The real problem here is going to be the instability of exp(digamma(alpha)) and exp(-x/lambda), which can overflow or underflow to zero very easily. If you look at the definition of the gamma distribution (with shape k and scale \theta), it’s

\textrm{gamma}(x \mid k, \theta) = \frac{1}{\displaystyle \Gamma(k) \cdot \theta^k} \cdot x^{k-1} \cdot \exp(-x / \theta),

so that on the log scale we need for Stan (and numerical stability), we have

\log \textrm{gamma}(x \mid k, \theta) = -\log(\Gamma(k)) - k \cdot \log(\theta) + (k - 1) \cdot \log(x) - \frac{\displaystyle x}{\displaystyle \theta}.

Substituting into your last line, you get

\log \textrm{gamma}(\exp(-x / \lambda) \mid \alpha, \exp(\psi(\alpha)) = -\textrm{lgamma}(\alpha) - \alpha \cdot \psi(\alpha) - (\alpha - 1) \cdot x / \lambda - \exp(-x / \lambda - \psi(\alpha)),

where \psi() is the digamma function. Hopefully here -x / \lambda - \psi(\alpha) will not be so small it underflows or so large it overflows (i.e., it should be in the range (-400, 400) at the most). This is better than exponentiating individually and dividing for stability. If the values are out of range, then you’ll probably be in the situation where you won’t be able to represent the log density in double-precision floating point.

Then you’ll have to do the vectorization manually. The trick there is to store intermediate calculations and reuse them where possible.

On the other hand, if the current formulation isn’t giving you numerical issues, it should be fine with the range of values for which you are using it.

1 Like

Thank you, @Bob_Carpenter !

I’ve been using this PDF within a large and complex model that is having issues with infinite gradients when optimising and tiny step sizes when sampling. Values of x / \lambda - \psi(\alpha) outside of (-400, 400) are not at all reasonable in my context, and anything that improves numerical stability is worth considering.

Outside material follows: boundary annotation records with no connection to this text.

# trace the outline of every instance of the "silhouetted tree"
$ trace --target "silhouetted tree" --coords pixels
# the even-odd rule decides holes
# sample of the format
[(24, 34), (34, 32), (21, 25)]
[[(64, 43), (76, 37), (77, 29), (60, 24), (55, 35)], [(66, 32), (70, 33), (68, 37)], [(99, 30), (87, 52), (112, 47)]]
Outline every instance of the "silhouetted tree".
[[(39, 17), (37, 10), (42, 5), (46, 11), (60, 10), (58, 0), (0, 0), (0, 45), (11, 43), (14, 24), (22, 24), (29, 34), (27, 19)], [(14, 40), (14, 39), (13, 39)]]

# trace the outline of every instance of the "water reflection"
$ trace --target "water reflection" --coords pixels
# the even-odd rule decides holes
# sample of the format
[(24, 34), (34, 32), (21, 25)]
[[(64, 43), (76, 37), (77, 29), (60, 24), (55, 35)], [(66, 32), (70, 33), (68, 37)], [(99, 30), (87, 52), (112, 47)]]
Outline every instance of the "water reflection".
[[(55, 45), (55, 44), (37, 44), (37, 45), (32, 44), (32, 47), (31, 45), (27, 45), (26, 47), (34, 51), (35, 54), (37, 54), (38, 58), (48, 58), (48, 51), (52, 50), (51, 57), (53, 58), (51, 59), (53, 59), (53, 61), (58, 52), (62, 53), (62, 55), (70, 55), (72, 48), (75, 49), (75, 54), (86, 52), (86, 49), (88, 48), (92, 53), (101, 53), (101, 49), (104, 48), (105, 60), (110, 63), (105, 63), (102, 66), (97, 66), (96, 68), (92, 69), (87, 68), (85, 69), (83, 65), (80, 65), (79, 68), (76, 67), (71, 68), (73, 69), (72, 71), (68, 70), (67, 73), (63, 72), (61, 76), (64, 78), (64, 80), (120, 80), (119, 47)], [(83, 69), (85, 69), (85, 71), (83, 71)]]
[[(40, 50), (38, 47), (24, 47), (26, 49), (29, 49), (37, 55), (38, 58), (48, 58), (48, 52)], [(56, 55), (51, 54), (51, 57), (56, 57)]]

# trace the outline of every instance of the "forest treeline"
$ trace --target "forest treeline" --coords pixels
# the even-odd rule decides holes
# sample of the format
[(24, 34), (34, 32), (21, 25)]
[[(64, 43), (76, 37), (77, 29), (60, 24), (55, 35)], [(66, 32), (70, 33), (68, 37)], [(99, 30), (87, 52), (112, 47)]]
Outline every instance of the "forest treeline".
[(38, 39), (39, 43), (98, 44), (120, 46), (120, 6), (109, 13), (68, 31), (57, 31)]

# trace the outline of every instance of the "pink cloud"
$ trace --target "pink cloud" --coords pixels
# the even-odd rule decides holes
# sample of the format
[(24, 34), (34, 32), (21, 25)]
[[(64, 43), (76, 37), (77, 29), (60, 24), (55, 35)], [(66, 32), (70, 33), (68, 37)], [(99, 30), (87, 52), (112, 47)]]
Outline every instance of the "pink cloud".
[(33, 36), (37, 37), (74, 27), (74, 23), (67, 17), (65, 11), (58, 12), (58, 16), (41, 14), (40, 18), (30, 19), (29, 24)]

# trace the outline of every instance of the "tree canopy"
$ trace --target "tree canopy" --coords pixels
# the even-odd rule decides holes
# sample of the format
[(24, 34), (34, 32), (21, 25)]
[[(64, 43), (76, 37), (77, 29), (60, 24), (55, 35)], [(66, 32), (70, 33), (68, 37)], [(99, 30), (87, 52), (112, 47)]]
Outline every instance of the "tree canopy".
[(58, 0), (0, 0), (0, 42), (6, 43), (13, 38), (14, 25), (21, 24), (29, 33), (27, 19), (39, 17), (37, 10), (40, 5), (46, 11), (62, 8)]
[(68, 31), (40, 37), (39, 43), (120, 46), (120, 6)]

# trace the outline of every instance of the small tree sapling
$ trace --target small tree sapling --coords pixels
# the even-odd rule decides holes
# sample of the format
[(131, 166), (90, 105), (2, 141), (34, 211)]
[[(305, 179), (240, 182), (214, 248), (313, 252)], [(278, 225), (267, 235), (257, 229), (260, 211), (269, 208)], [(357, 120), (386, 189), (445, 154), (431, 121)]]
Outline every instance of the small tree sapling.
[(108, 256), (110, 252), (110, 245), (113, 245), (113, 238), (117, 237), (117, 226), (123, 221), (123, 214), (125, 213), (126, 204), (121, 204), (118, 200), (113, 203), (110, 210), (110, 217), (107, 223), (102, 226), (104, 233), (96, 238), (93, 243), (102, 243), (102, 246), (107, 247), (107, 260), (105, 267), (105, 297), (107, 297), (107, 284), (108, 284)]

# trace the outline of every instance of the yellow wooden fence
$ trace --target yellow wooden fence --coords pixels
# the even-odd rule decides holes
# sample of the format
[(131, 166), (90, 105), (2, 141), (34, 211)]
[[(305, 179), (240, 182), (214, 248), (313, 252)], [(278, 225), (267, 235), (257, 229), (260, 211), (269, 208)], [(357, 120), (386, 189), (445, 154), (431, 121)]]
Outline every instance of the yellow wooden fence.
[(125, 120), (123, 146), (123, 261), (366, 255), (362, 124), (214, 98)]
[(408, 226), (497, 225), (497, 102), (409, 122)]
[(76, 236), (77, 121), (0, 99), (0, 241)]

For anybody searching the forums later, it’s important to note that Stan implements the gamma distribution using the rate parameterisation rather than the scale parameterisation in Bob’s post, which reverses some of the signs. The substitution in the last line becomes:

\log \text{gamma}(\exp(-x / \lambda) \mid \alpha, \exp(\psi(\alpha)) = -\text{lgamma}(\alpha) + \alpha \cdot \psi(\alpha) - (\alpha - 1) \cdot x / \lambda - \exp(-(x / \lambda - \psi(\alpha)))

Putting that into a Stan function with some simplification and intermediate calculations to support vectorisation yields:

  real gamma_exp_lpdf(vector x, real lambda, real alpha) {
    int K = size(x);
    vector[K] z = x / lambda - digamma(alpha);
    return -K * (log(lambda) + lgamma(alpha)) - alpha * sum(z) - sum(exp(-z));
  }

Although this form has not been a silver bullet to solve my particular model’s problems, I still really appreciate the support in getting this piece of it as stable as possible.

Can you try an orthogonal parameterization of the gamma distribution and see if that helps?

See Add orthogonal parameterization of gamma distribution · Issue #3040 · stan-dev/math · GitHub for Stan code.